Loss Functions (Optimization)
Both local and global optimizers support configurable loss functions, but the integer codes
differ between the two. See the Configuration Reference for how to set
loss_type (local) or loss (global).
Local optimizer loss codes ([tfopt] / [kinopt] → loss_type)
Used by tfopt and kinopt via SciPy least-squares or evolutionary optimizer:
| Code | Name | Use case |
|---|---|---|
| 0 | MSE | Standard squared error |
| 1 | MAE | Mean absolute error |
| 2 | Soft L1 | Smooth transition MSE↔MAE |
| 3 | Cauchy | Heavy-tail robust |
| 4 | Arctan | Bounded outlier penalty |
| 5 | Elastic Net | Sparsity + smoothness (default tfopt) |
| 6 | Tikhonov | L2 regularization |
Global model loss codes ([networkmodel] → loss)
Used by networkmodel/lossfn.py:
| Code | Name | Description |
|---|---|---|
| 0 | Squared Error (MSE) | Standard squared error |
| 1 | Huber | Smooth L1/L2 transition |
| 2 | Pseudo-Huber | Differentiable Huber approximation |
| 3 | Log-Cosh | Smooth approximation of MAE; grad-friendly near 0 |
| 4 | Cauchy | Heavy-tail robust loss |
| 5 | Poisson-scaled MSE | MSE scaled by predicted value |
| 6 | Geman-McClure | Soft-saturating robust loss |
| -1 | Charbonnier | Differentiable L1 (√(x² + ε²)) |
Sensitivity Metrics (networkmodel/sensitivity.py)

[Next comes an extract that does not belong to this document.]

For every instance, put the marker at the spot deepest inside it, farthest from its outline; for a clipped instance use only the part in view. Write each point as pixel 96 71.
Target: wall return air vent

After global optimization, trajectory-based sensitivity is computed. The sensitivity metric aggregates the model output into a scalar before computing Morris elementary effects:
| Metric | Description |
|---|---|
total_signal |
Sum of all state values at all time points |
mean |
Mean state value across time |
variance |
Variance of state values across time |
l2_norm |
L2 norm of the trajectory vector |
Set via sensitivity_metric in config.toml under [networkmodel].